Читать книгу Cryptocurrency Mining For Dummies - Peter Kent - Страница 34

So, the node — a computer containing a copy of the cryptocurrency blockchain — receives the message. It takes the public key that has been attached and decrypts the message. The node learns something: “This message must have been encrypted — signed — by the private key associated with the public key.” Of course, that’s not really saying much. It’s virtually a tautology! By definition, if the public key can decrypt a message, the message must have been encrypted with the matching private key. Whoop-de-doo.

But remember, the public key is mathematically associated with the address 1L7hHWfJL1dd7ZhQFgRv8ke1PTKAHoc9Tq. So now the node can examine the two, asking in effect “Is the public key associated with the address?” If the answer is yes, then the node also knows that the private key is associated with the address (all three are uniquely associated with each other).
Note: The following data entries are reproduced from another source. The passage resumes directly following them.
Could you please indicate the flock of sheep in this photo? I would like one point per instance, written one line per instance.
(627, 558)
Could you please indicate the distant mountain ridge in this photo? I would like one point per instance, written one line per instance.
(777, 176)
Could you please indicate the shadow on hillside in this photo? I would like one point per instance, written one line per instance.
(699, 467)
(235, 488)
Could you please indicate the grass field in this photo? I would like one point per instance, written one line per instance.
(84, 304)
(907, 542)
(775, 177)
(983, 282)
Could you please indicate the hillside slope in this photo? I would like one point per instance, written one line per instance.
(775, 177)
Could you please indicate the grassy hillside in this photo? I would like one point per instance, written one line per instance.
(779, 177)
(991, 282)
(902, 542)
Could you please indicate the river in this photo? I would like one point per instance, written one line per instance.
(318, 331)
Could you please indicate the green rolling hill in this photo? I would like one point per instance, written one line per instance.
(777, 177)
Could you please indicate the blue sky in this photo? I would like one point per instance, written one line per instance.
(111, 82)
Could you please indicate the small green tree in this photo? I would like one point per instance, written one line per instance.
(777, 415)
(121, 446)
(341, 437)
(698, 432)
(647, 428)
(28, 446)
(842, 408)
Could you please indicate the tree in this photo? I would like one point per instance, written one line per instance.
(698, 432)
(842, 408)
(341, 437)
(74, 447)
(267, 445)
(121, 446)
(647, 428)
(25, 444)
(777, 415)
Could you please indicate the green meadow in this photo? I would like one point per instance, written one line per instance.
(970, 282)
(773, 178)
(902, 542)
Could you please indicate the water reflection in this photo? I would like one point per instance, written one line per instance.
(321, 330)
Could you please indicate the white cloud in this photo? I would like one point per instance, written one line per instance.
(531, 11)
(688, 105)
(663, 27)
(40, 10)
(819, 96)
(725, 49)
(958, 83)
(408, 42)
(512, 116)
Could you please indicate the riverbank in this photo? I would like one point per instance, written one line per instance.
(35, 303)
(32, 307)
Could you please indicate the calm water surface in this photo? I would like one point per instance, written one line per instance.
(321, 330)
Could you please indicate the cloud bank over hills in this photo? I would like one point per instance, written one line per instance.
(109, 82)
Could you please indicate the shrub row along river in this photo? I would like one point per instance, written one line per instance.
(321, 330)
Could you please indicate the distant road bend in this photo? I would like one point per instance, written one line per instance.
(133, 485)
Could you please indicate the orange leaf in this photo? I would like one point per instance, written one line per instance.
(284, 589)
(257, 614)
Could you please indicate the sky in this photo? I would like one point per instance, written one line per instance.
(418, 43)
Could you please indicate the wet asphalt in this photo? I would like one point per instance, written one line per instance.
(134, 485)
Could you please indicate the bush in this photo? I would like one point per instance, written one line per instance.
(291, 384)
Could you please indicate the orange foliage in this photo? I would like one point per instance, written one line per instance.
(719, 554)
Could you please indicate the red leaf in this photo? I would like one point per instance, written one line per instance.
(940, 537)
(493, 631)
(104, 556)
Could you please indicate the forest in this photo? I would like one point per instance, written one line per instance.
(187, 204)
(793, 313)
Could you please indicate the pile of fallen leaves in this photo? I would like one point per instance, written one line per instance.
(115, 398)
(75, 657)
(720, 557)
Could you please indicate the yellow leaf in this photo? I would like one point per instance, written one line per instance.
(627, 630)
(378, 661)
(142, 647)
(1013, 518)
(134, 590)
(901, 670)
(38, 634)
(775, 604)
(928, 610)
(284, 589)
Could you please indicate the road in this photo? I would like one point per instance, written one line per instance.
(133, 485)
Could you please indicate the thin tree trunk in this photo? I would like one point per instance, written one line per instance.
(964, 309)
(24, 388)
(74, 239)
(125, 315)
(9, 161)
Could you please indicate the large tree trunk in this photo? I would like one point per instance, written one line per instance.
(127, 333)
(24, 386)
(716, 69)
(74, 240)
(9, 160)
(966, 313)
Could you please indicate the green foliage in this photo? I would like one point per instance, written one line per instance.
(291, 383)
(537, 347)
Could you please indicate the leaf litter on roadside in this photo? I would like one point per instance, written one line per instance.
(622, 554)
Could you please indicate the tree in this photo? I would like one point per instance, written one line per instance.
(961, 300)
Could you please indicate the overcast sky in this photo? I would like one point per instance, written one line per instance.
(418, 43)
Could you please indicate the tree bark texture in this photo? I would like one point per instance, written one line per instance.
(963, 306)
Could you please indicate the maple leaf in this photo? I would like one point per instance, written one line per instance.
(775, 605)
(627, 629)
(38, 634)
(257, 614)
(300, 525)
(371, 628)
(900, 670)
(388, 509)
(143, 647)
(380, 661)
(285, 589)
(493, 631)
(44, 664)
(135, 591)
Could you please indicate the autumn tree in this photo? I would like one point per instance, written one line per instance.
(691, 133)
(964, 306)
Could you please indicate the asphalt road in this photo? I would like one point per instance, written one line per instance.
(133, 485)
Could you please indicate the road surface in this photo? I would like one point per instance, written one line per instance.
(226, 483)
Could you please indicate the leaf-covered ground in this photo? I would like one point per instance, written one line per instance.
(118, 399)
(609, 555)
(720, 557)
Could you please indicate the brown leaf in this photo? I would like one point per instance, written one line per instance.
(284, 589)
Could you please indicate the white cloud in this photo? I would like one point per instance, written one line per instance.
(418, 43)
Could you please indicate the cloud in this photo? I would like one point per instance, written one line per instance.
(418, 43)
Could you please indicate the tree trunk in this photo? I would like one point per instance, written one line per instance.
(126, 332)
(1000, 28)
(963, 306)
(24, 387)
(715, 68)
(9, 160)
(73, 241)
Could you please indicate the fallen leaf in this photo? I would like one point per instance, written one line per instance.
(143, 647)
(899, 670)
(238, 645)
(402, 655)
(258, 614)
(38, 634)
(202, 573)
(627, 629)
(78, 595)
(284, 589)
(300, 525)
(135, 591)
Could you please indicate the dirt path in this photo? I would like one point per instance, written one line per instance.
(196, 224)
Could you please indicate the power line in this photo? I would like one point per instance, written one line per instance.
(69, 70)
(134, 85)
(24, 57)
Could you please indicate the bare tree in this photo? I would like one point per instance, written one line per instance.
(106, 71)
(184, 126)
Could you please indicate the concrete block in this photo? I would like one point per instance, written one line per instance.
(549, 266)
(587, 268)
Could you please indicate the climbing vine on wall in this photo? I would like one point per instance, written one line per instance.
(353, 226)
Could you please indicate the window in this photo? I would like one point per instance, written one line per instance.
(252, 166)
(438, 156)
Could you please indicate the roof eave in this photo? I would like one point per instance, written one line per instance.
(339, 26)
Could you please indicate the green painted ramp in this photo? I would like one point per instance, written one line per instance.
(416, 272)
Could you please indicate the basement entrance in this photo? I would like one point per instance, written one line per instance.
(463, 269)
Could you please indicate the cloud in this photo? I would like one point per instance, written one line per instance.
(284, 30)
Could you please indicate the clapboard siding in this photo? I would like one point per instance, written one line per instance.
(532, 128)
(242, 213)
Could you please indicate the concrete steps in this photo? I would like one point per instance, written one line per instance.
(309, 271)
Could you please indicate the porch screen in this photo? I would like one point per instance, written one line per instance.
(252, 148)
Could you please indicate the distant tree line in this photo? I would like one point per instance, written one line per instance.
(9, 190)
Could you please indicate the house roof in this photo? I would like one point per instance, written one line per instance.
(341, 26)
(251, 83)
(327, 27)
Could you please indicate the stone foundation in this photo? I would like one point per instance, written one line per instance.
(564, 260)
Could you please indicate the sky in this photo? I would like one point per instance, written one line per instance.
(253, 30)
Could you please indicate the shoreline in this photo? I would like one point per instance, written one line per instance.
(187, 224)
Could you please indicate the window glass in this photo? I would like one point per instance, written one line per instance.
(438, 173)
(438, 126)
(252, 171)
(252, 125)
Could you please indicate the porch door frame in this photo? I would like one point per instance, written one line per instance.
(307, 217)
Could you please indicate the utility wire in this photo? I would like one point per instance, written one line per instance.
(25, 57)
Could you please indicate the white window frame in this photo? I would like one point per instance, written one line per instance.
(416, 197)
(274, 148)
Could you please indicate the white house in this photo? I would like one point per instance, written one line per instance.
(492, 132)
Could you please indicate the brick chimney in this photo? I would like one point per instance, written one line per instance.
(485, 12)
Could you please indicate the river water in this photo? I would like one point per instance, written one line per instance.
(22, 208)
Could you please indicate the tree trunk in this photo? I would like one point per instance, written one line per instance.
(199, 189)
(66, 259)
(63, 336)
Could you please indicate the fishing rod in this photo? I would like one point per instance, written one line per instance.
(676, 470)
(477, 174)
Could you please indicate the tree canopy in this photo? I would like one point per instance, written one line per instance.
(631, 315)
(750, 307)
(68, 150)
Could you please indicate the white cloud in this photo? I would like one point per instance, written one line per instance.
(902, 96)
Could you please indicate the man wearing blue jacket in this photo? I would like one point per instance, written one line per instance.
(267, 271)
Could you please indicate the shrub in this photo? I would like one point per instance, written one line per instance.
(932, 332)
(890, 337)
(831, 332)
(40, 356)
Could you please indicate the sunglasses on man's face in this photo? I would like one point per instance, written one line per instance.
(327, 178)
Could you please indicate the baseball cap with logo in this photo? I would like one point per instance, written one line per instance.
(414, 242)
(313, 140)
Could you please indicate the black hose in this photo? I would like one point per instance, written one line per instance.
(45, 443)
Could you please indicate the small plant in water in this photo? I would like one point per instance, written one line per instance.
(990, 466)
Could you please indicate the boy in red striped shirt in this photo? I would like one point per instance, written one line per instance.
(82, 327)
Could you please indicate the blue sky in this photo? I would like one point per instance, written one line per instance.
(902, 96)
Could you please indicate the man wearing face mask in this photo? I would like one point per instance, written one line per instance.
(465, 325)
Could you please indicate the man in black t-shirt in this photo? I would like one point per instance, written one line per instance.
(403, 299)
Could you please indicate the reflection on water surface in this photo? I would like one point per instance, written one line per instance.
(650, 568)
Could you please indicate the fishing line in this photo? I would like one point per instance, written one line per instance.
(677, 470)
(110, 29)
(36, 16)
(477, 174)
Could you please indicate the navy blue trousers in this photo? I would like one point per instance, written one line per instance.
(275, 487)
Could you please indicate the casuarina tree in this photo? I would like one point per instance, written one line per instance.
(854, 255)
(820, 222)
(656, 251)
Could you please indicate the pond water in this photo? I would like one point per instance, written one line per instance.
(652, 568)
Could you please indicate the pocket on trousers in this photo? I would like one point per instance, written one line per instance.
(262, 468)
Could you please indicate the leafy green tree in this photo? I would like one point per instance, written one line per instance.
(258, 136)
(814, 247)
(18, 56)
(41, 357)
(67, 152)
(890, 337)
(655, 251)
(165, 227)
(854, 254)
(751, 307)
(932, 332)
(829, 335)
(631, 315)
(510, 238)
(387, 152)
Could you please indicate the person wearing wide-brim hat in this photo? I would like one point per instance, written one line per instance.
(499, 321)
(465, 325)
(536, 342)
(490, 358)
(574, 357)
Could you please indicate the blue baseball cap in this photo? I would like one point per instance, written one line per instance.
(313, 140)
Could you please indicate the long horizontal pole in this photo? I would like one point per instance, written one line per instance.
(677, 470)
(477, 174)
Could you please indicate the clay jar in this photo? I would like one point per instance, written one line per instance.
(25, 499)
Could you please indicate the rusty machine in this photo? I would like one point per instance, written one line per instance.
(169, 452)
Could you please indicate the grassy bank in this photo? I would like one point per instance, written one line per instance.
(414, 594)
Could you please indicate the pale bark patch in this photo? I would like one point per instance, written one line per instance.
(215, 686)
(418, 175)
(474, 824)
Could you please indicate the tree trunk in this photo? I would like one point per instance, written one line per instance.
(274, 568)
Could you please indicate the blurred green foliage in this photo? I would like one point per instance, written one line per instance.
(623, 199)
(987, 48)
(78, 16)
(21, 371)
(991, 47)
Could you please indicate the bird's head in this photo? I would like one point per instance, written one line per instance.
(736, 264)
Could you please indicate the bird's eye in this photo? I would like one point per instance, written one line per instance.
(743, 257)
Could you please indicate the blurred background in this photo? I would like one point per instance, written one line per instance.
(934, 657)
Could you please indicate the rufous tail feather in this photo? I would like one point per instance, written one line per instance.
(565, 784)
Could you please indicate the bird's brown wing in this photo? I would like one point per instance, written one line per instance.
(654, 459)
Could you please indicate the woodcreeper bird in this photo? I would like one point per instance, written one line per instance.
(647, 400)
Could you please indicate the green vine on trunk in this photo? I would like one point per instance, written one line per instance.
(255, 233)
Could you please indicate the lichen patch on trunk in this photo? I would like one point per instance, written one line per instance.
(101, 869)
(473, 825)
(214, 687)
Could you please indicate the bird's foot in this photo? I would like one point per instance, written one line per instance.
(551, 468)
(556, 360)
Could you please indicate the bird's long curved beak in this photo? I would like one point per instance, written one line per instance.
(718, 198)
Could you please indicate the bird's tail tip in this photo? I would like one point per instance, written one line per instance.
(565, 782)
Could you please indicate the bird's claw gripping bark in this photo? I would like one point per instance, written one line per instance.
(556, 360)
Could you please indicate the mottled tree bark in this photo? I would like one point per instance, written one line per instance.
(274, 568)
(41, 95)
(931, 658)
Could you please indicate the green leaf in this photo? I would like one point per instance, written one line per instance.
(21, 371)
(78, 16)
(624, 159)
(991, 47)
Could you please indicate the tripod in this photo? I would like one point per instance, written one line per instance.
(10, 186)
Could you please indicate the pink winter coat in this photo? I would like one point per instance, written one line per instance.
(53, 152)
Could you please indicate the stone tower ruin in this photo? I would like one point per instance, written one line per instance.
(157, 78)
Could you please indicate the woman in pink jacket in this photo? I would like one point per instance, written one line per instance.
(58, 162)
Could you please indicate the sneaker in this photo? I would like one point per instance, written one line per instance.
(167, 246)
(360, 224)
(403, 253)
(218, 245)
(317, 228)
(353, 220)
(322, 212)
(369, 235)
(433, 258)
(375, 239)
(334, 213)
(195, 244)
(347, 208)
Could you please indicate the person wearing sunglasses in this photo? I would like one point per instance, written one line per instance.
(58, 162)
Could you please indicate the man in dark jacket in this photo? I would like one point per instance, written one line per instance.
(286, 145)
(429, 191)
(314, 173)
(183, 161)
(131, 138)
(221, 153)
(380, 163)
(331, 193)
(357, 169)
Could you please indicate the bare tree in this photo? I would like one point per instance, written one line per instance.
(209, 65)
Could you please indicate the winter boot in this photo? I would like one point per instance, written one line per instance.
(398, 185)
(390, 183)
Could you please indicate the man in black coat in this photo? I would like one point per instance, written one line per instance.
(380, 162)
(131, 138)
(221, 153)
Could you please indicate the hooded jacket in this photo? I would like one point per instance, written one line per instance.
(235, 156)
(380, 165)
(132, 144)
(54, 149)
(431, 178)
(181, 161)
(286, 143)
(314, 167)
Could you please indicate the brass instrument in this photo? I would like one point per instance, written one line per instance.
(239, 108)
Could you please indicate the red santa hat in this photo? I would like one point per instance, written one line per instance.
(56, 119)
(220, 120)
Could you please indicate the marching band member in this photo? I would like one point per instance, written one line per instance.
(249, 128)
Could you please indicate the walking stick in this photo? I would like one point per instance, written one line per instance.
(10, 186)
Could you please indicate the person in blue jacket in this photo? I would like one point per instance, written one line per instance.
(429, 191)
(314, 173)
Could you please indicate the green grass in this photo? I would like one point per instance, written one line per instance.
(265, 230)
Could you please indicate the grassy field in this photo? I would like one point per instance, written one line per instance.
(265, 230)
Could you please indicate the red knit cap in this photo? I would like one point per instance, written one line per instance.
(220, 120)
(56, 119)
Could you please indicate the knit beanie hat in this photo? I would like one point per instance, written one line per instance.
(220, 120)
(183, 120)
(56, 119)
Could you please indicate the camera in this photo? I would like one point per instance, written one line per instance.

So, what does the node tell itself?

“This message, sending money from 1L7hHWfJL1dd7ZhQFgRv8ke1PTKAHoc9Tq, was sent by the private key that was used to create this address … so the address must have been sent by the person who owns the address and therefore owns the money associated with the address.”

I know this concept can be confusing; it’s hard to “get your head around.” So here’s another way to think about it: The only person who could have sent an encrypted message with transaction instructions for this address along with the public key that originally created the address is the person controlling the associated private key — that is, the owner of the address and the money associated with it, thus verifying ownership and validating the transaction.